Performance Considerations

np.vectorize() provides no performance advantage over Python loops. For computational efficiency, use native NumPy operations or compile functions with Numba.

import time

# Test function
def custom_operation(x):
    return np.sin(x) ** 2 + np.cos(x) ** 2

data = np.random.rand(1000000)

# Method 1: np.vectorize
vectorized = np.vectorize(custom_operation)
start = time.time()
result1 = vectorized(data)
time_vectorize = time.time() - start

# Method 2: Native NumPy
start = time.time()
result2 = np.sin(data) ** 2 + np.cos(data) ** 2
time_numpy = time.time() - start

# Method 3: List comprehension
start = time.time()
result3 = np.array([custom_operation(x) for x in data])
time_loop = time.time() - start

print(f"np.vectorize: {time_vectorize:.4f}s")  # ~0.85s
print(f"Native NumPy: {time_numpy:.4f}s")      # ~0.02s
print(f"List comp:    {time_loop:.4f}s")       # ~0.90s

Native NumPy operations are 40x faster in this example. Use np.vectorize() when:

Prototyping or working with small datasets
The function contains complex logic unsuitable for NumPy operations
Code readability outweighs performance requirements

Practical Applications

np.vectorize() excels when applying business logic, conditional transformations, or external function calls across arrays.

# Applying business rules
def calculate_discount(price, quantity):
    if quantity >= 100:
        return price * 0.80  # 20% discount
    elif quantity >= 50:
        return price * 0.90  # 10% discount
    elif quantity >= 10:
        return price * 0.95  # 5% discount
    return price

discount_calc = np.vectorize(calculate_discount)

prices = np.array([100, 200, 150, 80])
quantities = np.array([5, 60, 120, 25])

final_prices = discount_calc(prices, quantities)
print(final_prices)  # [100. 180. 120.  76.]

# Working with external libraries
from datetime import datetime, timedelta

def add_business_days(date_str, days):
    date = datetime.strptime(date_str, '%Y-%m-%d')
    current = date
    added = 0
    while added < days:
        current += timedelta(days=1)
        if current.weekday() < 5:  # Monday-Friday
            added += 1
    return current.strftime('%Y-%m-%d')

add_days = np.vectorize(add_business_days, excluded=['days'])

dates = np.array(['2024-01-15', '2024-01-16', '2024-01-17'])
result = add_days(dates, days=5)
print(result)  # ['2024-01-22' '2024-01-23' '2024-01-24']
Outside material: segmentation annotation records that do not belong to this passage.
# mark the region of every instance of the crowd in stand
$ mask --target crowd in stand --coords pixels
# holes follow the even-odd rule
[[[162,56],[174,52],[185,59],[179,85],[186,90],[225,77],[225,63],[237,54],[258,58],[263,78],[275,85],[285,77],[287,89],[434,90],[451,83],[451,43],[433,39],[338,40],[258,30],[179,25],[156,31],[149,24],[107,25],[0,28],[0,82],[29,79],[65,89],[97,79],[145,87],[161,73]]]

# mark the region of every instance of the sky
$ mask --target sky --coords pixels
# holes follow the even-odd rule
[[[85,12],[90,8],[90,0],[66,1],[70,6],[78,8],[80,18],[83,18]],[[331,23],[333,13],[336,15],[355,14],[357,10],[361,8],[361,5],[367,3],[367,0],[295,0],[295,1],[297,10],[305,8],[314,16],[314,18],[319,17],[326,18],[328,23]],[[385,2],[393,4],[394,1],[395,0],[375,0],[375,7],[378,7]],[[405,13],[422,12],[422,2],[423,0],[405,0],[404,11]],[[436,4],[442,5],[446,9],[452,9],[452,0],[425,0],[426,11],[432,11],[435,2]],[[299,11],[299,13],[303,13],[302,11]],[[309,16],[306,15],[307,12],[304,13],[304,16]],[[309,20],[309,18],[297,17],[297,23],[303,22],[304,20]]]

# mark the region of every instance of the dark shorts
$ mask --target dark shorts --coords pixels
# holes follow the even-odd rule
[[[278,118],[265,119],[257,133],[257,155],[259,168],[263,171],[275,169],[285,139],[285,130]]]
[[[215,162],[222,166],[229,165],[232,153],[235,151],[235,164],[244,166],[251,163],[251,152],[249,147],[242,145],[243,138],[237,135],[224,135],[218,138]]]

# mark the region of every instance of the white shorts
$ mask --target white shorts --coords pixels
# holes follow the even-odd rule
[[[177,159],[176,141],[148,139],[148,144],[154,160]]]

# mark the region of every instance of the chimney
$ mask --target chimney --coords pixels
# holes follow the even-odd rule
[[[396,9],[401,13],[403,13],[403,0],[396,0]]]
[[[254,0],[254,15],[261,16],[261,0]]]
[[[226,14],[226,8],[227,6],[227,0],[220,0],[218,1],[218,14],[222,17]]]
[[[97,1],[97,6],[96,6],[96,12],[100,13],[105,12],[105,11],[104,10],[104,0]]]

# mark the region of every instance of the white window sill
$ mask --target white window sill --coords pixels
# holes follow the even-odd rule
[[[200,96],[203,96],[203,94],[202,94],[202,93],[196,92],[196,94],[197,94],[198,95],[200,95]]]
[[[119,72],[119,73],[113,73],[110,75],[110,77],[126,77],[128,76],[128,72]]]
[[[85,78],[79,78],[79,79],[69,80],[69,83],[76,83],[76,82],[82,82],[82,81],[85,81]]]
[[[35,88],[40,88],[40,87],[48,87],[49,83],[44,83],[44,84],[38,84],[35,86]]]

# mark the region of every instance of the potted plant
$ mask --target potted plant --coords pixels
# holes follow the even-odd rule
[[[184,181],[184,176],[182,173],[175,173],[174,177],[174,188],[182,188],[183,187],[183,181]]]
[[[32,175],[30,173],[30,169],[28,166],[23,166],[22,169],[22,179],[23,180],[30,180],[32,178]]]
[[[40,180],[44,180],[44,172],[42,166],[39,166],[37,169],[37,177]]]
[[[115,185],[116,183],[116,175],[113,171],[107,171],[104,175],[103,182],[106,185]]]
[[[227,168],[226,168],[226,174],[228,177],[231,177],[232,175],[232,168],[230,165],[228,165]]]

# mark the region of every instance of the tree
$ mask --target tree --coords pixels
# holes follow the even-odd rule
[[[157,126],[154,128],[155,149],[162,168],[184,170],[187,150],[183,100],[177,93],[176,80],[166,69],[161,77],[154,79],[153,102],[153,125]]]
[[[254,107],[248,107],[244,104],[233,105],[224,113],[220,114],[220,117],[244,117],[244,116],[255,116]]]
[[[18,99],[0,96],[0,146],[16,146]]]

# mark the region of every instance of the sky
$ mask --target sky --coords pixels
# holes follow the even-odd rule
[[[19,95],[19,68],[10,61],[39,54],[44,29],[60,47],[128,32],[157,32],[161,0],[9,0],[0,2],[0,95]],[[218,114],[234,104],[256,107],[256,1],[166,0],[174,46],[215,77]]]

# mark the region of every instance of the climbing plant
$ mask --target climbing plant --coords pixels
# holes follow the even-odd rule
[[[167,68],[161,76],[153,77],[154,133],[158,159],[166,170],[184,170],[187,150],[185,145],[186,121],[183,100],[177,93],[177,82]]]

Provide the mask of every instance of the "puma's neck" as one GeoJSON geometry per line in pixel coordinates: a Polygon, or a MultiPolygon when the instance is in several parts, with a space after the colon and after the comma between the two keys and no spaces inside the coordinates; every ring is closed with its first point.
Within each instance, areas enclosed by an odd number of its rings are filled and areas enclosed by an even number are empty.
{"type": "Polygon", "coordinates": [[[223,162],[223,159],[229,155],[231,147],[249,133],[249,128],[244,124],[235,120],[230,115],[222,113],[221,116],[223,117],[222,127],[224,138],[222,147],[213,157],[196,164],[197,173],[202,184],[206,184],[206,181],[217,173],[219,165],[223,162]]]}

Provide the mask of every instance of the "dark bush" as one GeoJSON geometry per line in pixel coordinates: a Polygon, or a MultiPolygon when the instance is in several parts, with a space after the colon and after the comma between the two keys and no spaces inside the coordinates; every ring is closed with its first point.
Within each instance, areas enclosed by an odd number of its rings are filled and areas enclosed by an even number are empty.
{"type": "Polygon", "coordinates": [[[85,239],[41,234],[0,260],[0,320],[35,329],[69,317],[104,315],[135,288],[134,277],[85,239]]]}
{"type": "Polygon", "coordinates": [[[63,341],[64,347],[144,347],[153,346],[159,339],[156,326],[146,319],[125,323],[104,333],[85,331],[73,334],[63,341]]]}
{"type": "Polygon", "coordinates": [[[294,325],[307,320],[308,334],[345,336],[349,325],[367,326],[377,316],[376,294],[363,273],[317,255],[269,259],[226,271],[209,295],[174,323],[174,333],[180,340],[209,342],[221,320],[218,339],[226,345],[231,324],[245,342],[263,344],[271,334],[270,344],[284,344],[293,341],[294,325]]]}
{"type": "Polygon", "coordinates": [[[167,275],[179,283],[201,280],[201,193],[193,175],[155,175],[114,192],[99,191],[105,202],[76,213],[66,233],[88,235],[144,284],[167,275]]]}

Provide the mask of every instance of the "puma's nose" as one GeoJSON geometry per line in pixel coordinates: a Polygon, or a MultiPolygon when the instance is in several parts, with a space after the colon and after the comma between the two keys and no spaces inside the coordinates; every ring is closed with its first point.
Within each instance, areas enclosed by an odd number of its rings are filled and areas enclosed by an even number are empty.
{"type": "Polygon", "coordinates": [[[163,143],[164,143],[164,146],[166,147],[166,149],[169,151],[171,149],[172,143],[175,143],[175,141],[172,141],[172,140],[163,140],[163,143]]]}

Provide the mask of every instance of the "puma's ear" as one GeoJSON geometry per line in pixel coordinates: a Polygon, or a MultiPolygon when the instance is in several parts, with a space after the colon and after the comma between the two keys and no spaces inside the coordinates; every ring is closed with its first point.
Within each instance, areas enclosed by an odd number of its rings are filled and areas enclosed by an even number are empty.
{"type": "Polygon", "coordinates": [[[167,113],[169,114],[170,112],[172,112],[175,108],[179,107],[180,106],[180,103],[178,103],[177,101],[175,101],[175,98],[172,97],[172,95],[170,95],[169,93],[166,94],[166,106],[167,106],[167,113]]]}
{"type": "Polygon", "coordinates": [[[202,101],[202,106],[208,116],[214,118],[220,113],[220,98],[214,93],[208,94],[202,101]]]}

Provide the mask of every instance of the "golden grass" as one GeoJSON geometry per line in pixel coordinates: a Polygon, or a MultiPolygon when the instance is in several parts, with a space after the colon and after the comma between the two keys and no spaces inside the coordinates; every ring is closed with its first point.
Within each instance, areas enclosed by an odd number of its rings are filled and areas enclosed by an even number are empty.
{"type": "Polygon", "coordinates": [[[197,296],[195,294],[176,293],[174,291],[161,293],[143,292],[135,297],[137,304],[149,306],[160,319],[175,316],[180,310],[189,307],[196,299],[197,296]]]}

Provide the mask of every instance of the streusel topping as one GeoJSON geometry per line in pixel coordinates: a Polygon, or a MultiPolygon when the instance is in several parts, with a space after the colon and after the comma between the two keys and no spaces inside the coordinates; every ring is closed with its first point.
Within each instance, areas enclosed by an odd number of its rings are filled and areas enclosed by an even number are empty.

Alternatives and Best Practices

For production code, consider these alternatives:

# Numba for numerical performance
from numba import vectorize

@vectorize(['float64(float64, float64)'])
def numba_bmi(weight, height):
    return weight / (height ** 2)

# 100x+ faster than np.vectorize for large arrays

# NumPy's where for conditional logic
prices = np.array([100, 200, 150, 80])
quantities = np.array([5, 60, 120, 25])

discounts = np.where(quantities >= 100, 0.80,
            np.where(quantities >= 50, 0.90,
            np.where(quantities >= 10, 0.95, 1.0)))

final_prices = prices * discounts

# Array broadcasting for element-wise operations
def complex_calc(x, y, z):
    return (x[:, None, None] + y[None, :, None]) * z[None, None, :]

x, y, z = np.arange(3), np.arange(4), np.arange(5)
result = complex_calc(x, y, z)  # Shape: (3, 4, 5)

Use np.vectorize() as a development tool and readability enhancer, not a performance optimizer. Profile your code and migrate performance-critical sections to native NumPy operations or compiled alternatives.